Thank you basic high school physics!
Also, when Austin used his bionic eye to see great distances without any extension of the lens – in real life, his eye would have stuck out of his head like Pinocchio’s nose after a police interrogation with the magnification he was getting out of that eye!
Another thing that bothers me now is that even though the Bionic Man could achieve incredible land speeds with his nuclear-powered legs, are we then to also assume that he was also equipped with super bionic brakes since he seemed to be able to stop on a dime? Didn’t anybody ever look in their rearview mirror to see some guy in an orange jumpsuit running behind them at 60 mph and slam on the brakes making Austin plow into the back of their getaway vehicle face-first? By all rights, the ‘Six Million Dollar Man’ must have had a face that you could level crossbeams with.
And while we’re on the subject, how is it that the Bionic Man was able to sneak into all those enemy components by leaping over 8ft fences and walls? Couldn’t the bad guys ever hear those bionic parts working like a rusty pogo stick? What a giveaway!

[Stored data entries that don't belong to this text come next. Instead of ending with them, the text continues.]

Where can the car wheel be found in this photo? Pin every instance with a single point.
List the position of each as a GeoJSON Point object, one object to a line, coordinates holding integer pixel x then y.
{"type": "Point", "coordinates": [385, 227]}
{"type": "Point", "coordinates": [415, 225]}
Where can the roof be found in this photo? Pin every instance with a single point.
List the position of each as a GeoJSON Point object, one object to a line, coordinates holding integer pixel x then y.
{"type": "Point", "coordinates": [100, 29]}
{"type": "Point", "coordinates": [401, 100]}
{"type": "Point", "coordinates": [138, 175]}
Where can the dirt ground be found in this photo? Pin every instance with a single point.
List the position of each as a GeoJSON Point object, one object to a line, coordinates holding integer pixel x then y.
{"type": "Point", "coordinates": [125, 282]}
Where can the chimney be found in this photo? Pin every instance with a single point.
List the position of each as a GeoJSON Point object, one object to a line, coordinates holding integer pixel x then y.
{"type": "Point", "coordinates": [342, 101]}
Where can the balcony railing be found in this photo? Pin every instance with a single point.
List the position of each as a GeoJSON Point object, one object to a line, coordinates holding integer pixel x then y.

But all these misgivings aside, I didn’t really care back then just as long as Steve baby was kicking the bionic ass of any evil foreigner, spy, villain, extra-terrestrial, killer robots (“Maskatron”), and even Bionic Bigfoot. Steve Austin would also lock horns with another bionic ‘Seven Million Dollar Man’. This ultimately led to an inevitable clash of the titans, which Steve naturally won despite being a million dollars cheaper. I just wanted to see him doing impossibly cool bionic stuff – like Luke Skywalker, or Superman!
But, even then, I realized that my beloved TV show was a steady decline towards the end with the introduction of an entire bionic family including a Bionic Woman injured in a freak parachuting accident**, a Bionic Boy, and even a fucking Bionic Dog.
How retarded is that?
Even at the ripe old age of eight I realized that the idea of a bionic girlfriend with the usual gamut of powerful bionic limbs was not an ideal situation. Who wants to date a woman with super sensitive hearing? You don’t have to be a genius to figure out that that’s not a particularly good idea. Now that I’m a mature adult, the thought of a woman with a bionic grip that can burst tennis balls is extremely intimidating, if not terrifying. She could pussy-whip Darth-fucking-Vader!
But I could deal with it then because she was hot.
When they gave some kid bionic legs and some dog bionic jaws, along with Steve Austin’s decision to grow a mustache, the show not only “jumped the shark”, it dove headlong into the tank.
Now I’d rather watch senior citizens schiesse videos.
* Usually filmed in slow motion. Wow – what amazing special effects! Why couldn’t they just show him running fast?
** What constitutes a “freak parachuting accident” exactly? You’re jumping out of a plane at 60,000 feet! Is it so incomprehensible to have an equipment failure and plummet to the ground like a falling rock? How many other kinds of accidents CAN occur while parachuting?
1 Comments:
The only man to run at top speed in slow motion..why couldnt they speed up the film so he ran like someone in one of those old silent films from the 20's? Now thats entertainment!